Haha, sounds like a dream. I hope they still ditch the software based solution for a firmware one so its not prone to issues and its compatible with all platforms that use NVMe.
A dram-less NVMe NAND BGA SSD?
Haha, sounds like a dream. I hope they still ditch the software based solution for a firmware one so its not prone to issues and its compatible with all platforms that use NVMe.
I am starting to wonder if the 815P is a myth.
Still 550 MB/s for the 32GB is super impressive. This and 300 MB/s for the 16GB M15 is the first time I have seen proof that Gen 1 Optane dies can over ~160 MB/s Sequential write per die.
This while also being on the old controller.
I feel the problem for Optane on the consumer side is the large fall in NAND prices over the last year and half. This has greatly extended the price differential between NAND drives and Optane. As such I wonder how much this effects Optane (or 3D xpoint as a whole) product plans for the consumer market.
I feel the problem for Optane on the consumer side is the large fall in NAND prices over the last year and half. This has greatly extended the price differential between NAND drives and Optane. As such I wonder how much this effects Optane (or 3D xpoint as a whole) product plans for the consumer market.

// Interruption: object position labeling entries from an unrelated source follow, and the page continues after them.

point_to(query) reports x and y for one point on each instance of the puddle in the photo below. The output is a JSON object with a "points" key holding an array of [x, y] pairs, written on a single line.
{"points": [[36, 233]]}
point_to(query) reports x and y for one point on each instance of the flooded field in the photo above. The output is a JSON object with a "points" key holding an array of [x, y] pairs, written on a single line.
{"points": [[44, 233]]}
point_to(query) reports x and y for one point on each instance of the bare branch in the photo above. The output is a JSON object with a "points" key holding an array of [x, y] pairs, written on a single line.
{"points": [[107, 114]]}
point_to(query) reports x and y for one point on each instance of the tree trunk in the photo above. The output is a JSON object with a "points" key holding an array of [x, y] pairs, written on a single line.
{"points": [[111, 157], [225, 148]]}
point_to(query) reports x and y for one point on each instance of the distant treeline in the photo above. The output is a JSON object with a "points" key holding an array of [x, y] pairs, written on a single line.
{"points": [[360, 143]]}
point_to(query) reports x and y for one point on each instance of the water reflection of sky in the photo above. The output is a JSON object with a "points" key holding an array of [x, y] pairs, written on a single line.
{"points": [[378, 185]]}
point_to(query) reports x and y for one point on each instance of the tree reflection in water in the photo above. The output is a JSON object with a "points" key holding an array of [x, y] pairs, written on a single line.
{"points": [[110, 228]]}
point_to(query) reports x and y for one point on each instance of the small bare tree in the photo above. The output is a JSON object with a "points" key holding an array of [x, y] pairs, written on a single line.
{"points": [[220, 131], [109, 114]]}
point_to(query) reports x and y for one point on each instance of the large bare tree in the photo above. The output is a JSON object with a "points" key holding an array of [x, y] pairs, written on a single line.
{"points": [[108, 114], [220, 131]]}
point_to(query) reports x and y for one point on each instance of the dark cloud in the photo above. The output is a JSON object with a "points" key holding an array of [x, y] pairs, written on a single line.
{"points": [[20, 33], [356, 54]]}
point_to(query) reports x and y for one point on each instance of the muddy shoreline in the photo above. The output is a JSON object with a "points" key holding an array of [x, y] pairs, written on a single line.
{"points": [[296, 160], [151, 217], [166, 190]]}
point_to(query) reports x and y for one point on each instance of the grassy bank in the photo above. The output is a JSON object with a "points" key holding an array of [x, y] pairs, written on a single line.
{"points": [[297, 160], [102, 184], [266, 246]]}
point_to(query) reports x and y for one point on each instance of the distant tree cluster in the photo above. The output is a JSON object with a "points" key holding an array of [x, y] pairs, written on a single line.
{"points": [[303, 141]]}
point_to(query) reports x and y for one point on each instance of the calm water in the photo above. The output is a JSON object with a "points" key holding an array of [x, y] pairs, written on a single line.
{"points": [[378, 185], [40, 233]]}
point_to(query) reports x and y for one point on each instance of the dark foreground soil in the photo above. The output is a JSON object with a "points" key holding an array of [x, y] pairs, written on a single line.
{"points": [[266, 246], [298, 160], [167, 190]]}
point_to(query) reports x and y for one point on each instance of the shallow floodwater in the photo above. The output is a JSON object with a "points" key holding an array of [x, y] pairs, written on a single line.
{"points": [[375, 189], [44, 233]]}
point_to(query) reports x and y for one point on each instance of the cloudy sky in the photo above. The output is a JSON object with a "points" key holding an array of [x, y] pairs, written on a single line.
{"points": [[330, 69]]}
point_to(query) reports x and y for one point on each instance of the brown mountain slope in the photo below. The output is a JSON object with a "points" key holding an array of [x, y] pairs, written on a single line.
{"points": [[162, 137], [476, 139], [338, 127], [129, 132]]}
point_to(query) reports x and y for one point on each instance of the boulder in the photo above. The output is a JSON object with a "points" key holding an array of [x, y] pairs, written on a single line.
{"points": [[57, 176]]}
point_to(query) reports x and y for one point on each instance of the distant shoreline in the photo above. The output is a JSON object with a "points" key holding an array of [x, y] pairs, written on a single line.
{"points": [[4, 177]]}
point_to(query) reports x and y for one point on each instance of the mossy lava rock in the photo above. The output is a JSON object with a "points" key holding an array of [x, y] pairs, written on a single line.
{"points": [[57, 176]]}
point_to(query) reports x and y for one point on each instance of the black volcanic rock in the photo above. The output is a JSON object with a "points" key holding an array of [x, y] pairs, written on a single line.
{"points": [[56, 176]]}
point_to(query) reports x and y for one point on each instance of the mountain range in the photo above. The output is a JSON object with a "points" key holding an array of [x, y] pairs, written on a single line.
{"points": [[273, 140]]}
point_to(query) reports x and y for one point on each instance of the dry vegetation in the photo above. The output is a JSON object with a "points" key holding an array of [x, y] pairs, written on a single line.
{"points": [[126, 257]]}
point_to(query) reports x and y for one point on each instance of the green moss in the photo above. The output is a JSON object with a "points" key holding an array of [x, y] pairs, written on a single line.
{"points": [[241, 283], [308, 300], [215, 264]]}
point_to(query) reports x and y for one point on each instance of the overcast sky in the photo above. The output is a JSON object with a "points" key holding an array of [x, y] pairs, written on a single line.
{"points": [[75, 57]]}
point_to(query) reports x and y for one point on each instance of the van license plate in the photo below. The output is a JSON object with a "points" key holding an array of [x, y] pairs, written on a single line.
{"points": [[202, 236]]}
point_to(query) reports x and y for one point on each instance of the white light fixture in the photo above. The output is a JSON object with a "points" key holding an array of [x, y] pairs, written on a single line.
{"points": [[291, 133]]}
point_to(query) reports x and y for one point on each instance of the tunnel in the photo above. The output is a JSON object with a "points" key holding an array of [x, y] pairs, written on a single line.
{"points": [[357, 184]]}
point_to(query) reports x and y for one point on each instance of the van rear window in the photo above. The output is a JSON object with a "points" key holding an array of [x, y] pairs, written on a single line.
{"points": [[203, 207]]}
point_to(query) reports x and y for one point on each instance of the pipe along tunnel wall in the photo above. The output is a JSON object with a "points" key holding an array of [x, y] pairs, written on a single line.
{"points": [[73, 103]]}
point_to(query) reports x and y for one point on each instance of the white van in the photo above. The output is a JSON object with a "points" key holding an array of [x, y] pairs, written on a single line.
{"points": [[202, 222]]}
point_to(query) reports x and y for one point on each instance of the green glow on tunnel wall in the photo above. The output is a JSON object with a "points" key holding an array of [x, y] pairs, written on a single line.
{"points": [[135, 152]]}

People are willing to spend crazy $ for top performing products so if Optane was a simple drop in solution it would find a home in the enthusiast market.
High capacity SSDs with low cost NAND paired with high speed Optane would be a cool solution if the actual software lived on the drive itself allowing them to simply appear as a single NVMe SSD to the system.
The hybrid drives offer nothing that I want. I will continue to pair a low cost SSD with an 800p (and later 815p) cache drive and continue to ignore everything Intel wants me to do with their product.
High capacity SSDs with low cost NAND paired with high speed Optane would be a cool solution if the actual software lived on the drive itself allowing them to simply appear as a single NVMe SSD to the system.
Enterprise and Optane is of course a different matter. The cost to performance (or gain) calculation is also different there.
I feel the problem for Optane on the consumer side is the large fall in NAND prices over the last year and half.
Main reason I'm getting 16Gb more of ram instead of more optane module is because the price of the 32Gb/58Gb modules isn't cheap enough vs ram.
Persistence makes it a better caching solution(because you don't need to load every reboot), but yes you are right.*
It's still cheaper per GB, but the advantages of greater bit density solutions like Optane(even NAND) only shows in larger capacities. 32GB SSDs are not that cheap, its in the 128/256/512GB capacities where the advantages really show.
So expect Optane to get advantages over RAM in not offering cheaper memory, but by offering greater capacities. Future Optane won't be cheaper, but at the same, or slightly higher cost offer significantly higher capacities.
*Needing to load is the real problem, and where people are looking forward to superfast NV memory like Optane. That's why I'm expecting the DIMM version to be the one that shines.
I have been working with Optane DC Persistent Memory. This is speaking from the Enterprise side, I have no idea what Intel plans for desktop regarding this.
Have to wonder if it would be useful to use Optane PM via PCIe 5 CXL instead of DIMMs.
I finally got my 4X 905P setup up and running (and bootable). I ran into a snag with my Asus Hyper 16X. It turns out that it has crap power delivery and was corrected in a their V2 card.
but for a single user the 1q1t 4k is most important.